This plugin is helpful for better performance in AngularJS template loading. You can use it to prepare templates for angular-combine.
Getting Started
This plugin requires Grunt ~0.4.1
If you haven't used Grunt before, be sure to check out the Getting Started guide, as it explains how to create a Gruntfile as well as install and use Grunt plugins.
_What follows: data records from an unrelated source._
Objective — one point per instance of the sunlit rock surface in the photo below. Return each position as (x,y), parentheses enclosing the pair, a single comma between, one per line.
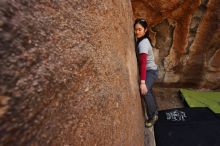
(186,34)
(68,74)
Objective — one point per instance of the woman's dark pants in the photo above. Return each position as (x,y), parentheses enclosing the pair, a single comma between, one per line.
(149,98)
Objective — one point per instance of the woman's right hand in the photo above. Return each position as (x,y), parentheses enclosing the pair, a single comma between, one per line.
(143,89)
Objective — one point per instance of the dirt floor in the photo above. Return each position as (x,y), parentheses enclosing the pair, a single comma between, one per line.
(168,98)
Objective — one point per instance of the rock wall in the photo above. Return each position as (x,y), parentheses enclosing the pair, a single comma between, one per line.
(68,74)
(186,38)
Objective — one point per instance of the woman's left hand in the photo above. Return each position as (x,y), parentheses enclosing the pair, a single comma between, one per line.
(143,89)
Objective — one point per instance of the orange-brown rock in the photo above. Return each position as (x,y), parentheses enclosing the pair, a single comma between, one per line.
(186,35)
(68,74)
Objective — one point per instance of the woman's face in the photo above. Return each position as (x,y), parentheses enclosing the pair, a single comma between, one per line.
(139,30)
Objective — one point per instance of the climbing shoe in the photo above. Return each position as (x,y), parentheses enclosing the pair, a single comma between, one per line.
(150,122)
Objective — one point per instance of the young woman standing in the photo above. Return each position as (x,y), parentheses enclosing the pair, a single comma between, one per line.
(148,69)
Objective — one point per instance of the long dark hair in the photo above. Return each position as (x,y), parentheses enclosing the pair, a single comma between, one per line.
(144,24)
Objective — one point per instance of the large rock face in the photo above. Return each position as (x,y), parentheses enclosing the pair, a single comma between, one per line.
(186,36)
(68,74)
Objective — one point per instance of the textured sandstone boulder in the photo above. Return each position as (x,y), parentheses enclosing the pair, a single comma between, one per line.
(186,37)
(68,74)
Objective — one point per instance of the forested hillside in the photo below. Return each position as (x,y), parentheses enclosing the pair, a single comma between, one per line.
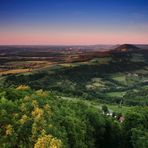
(40,119)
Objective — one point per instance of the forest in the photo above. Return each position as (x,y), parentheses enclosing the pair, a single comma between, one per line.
(30,118)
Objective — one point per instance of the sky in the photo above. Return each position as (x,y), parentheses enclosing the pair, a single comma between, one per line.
(73,22)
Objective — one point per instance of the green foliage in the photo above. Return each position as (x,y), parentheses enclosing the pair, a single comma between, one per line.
(40,119)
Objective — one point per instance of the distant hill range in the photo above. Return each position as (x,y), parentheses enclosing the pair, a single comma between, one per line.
(126,48)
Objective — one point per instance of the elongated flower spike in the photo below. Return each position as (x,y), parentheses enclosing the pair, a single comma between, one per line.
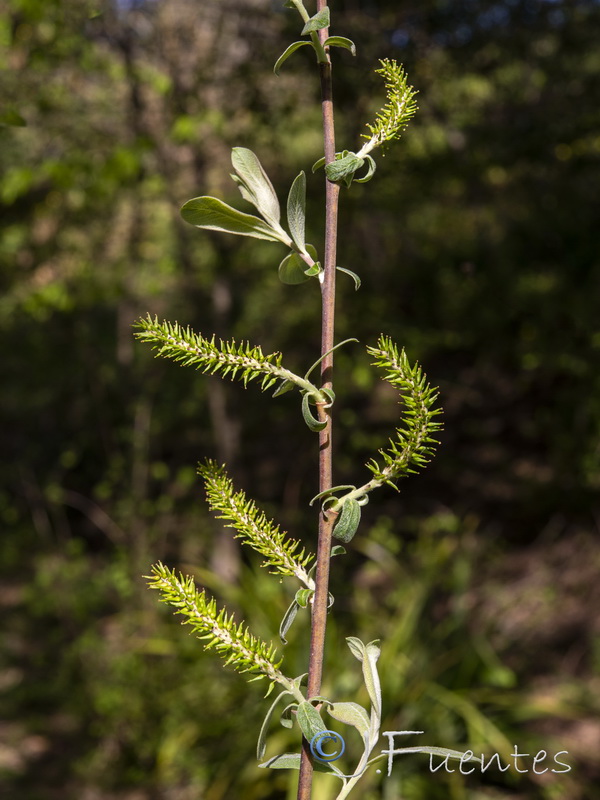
(399,109)
(283,555)
(217,627)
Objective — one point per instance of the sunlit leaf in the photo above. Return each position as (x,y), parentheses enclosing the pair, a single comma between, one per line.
(213,214)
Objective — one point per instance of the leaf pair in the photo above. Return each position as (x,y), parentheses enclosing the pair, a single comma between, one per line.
(312,25)
(344,168)
(255,187)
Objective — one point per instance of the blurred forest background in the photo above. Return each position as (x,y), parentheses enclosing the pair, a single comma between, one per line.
(477,244)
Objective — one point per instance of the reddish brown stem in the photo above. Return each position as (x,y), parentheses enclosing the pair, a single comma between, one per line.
(321,597)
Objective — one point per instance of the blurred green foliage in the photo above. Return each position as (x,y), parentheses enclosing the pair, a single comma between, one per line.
(477,246)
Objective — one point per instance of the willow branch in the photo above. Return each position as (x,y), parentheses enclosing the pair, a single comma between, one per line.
(320,601)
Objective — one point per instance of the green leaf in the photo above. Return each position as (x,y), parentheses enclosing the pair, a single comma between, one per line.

Once you're familiar with that process, you may install this plugin with this command:
npm install grunt-angular-combine --save-dev
Once the plugin has been installed, it may be enabled inside your Gruntfile with this line of JavaScript:
grunt.loadNpmTasks('grunt-angular-combine');
The "angularCombine" task
Overview
In your project's Gruntfile, add a section named angularCombine
to the data object passed into grunt.initConfig()
.
grunt.initConfig({
angularCombine: {
combine: {
files : [ {
cwd : 'app/modules',
src : [ 'module1/foo.html', 'module2/woot.html' ],
dest : 'tmp/combined/modules.html'
} ]
}
}
})
// or
grunt.initConfig({
angularCombine: {
combine: {
files : [ {
expand : true,
cwd : 'app/modules',
src : '*',
dest : 'tmp/combined',
filter : 'isDirectory'
} ]
},
}
})
Options
The default process doesn't need any option but which folder or wich files should be processed.
processIdentifier
Type: function Default: function(id) { return id; }
grunt.initConfig({
angularCombine : {
combine : {
options : {
processIdentifier : function(id) {
// just use the files name without extension as identifier
return id.split('/').pop().replace('.html', '');
}
},
files : [ {
expand : true,
cwd : 'app/modules',
src : '*',
dest : 'tmp/combined',
filter : 'isDirectory'
} ]
}
}
})
With the processIdentifier options, you can define the fragment id strategy. By default, with the following files structures :
* app/modules
* module1/
* module1-template1.html
* module1-template2.html
* module1-template3.html
you'll get those fragment id :
- module1/module1-template1.html
- module1/module1-template2.html
- module1/module1-template3.html
With the function defined into options (like the example above, you'll get :
- module1-template1
- module1-template2
- module1-template3
includeComments
Type: boolean Default: true
grunt.initConfig({
angularCombine : {
combineWithoutComment : {
options : {
includeComments : false
},
files : [ {
expand : true,
cwd : 'test/fixtures',
src : 'combineWithoutComment',
dest : 'tmp/combined',
filter : 'isDirectory'
} ]
}
}
})
This will remove the comment at the begining of the compiled files.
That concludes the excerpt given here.